The obtained results were confirmed when the research of influence of the most active compounds IB infectious titer of HSV-1. The maximum concentration used in this series of experiments did not exceed 1/2 CD50. In the presence of a concentration of 31.2 µg/ml (approximately 1/2 CD50) rimantadine reduced the infectious titer of the virus compared to control 0.9 lg PFU/ml, and IB in the same concentration - 1.55 lg.
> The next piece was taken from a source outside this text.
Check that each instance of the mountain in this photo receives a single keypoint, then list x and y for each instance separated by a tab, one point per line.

When increasing concentrations of IB to 62.5 μg/ml reduction in the caption amounted to 2.65 lg PFU/ml and were selective.
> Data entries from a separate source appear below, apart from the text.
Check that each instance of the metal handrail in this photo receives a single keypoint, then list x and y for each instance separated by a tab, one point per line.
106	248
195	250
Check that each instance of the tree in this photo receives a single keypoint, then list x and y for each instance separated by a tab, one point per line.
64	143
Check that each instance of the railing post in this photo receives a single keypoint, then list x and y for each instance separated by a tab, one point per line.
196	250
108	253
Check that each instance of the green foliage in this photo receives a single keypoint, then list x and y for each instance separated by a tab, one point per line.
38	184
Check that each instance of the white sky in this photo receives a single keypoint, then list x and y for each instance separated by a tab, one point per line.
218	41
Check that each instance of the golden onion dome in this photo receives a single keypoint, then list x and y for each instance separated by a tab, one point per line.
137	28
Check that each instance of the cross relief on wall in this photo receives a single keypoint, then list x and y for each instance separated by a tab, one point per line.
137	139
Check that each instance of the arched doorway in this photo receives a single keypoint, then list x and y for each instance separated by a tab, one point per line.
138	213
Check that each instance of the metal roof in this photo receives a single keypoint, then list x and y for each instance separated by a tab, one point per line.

Thus patentable compounds, especially IB, represent a promising active principle for the development of more effective Antiherpes virus effect of the drug among the derivatives of adamantane.
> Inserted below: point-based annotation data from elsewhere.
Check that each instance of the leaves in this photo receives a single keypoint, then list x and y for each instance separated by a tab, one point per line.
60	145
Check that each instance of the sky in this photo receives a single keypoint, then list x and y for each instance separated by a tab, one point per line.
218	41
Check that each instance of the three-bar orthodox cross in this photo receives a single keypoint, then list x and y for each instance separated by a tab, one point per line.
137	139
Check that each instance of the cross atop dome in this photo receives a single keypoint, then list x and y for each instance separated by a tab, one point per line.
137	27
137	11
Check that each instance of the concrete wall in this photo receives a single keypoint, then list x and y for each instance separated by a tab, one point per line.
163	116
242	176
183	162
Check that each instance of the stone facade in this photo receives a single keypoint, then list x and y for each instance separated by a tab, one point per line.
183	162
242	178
| Table 4 The study of the antiviral effect of adamantane derivatives in cell culture MDCK on the model of influenza a viruses | ||||
| Medication | Influenza virus a | |||
| WCCP | Aichi/2/68 | |||
| ID50[µg/ml] | KTI | MAK [mg/ml] | KTI | |
| Ia IB rimantadine | 96 48 |
4,78 to 3.58 | 192 96 | 2,39 1,79 |
| 1,2 | 40,2 | 1,8 | 26,80 | |
| Note: MI OF 0.1 PFU/cell, incubation period of 72 hours Presents the results of three independent experiments. ID50and ID95the concentration of compounds that prevent the development of virusinduced the centre e, respectively, 50% and 95-100% at 95-100% of the centre e in control. The MACS (minimal active concentration) is the minimum concentration of a substance, completely preventing DSA. Chemotherapeutic index compounds (KTI) was calculated as the ratio of CD50to EID50(or MACS). | ||||
| Table 5 Inhibition of the formation of plaques by rimantadine and a number of derivatives of adamantane, included in a solid agar floor, in the cell culture MDCK infected VCCP. | ||||
| Concentration [µg/ml] | Inhibition of belascoaran, % Medication | |||
| rimantadine | Ia | IB | ||
| 0,5 | 78 | 0 | 0 | |
| 1,0 | 90 | 0 | 0 | |
| 5,0 | 91 | 0 | 0 | |
| 10,0 | 93 | 0 | 7 | |
| 20,0 | 100 | 20 | 19 | |
| 50,0 | CT | 34 | 26 | |
| 100,0 | Ni | 38 | 32 | |
| 200,0 | Ni | 43 | CT | |
| Note: MI OF 0.5 PFU/cell: duration of incubation 48 CST - cytotoxicity, N.I. - not investigated, as the concentration is close to or exceeds the amount of CD50. |
| Table 6 The study of the antiviral effect of adamantane derivatives in the culture of Vero cells on the model of HSV-1 | |||
| Medication | ID50 | KTI | |
| Ia IB | 125/125 15,6/15,6 | 500/250 62,5/62,5 | 3,68/3,68 12,82/12,82 |
| Rimantadine | 31,2/31,2 | 62,5/62,5 | 1,64/1,64 |
| acyclovir | 0,45/120 | 0,9/>120 | |
| Note: MI OF 0.1 PFU/cell; incubation period of 48 hours EID50and ID95the concentration of compounds that prevent the development of virusinduced the centre e, respectively, 50% and 95-100% at 95-100% of the centre e in control. Chemotherapeutic index compounds (KTI) was calculated as the ratio of CD50to EID50. “*/*” for the reference sensitive to acyclovir HSV-1/S and resistant to acyclovir HSV-1/R(HSV/S/HSV/R) |
1. Hydrochloride (3-R-1-substituted)-1-ethylamino, the formula
where R is Cl (Ia), (C2H5(IB),
possessing antiviral activity.
2. Method of preparing compounds according to claim 1, characterized in that the synthesis is carried out by the reaction of Lacerta-Vallaha with formamide in the environment of formic acid (3-R-1-substituted)methylketone.
2HCl where RR1C - cyclohexyl (Ia) or R = R1= CH3(IB), which possess biological activity and can be used in agriculture as plant growth stimulants
FIELD: medicine.
SUBSTANCE: biologically active additive has propolis and pot marigold tincture, ascorbic acid, calcium gluconate, benadryl, rutin and auxiliary substances like starch, calcium stearate, talc taken in known proportion. The biologically active additive is produced as tablets of mass 0.55 g.
EFFECT: enhanced effectiveness of prophylaxis.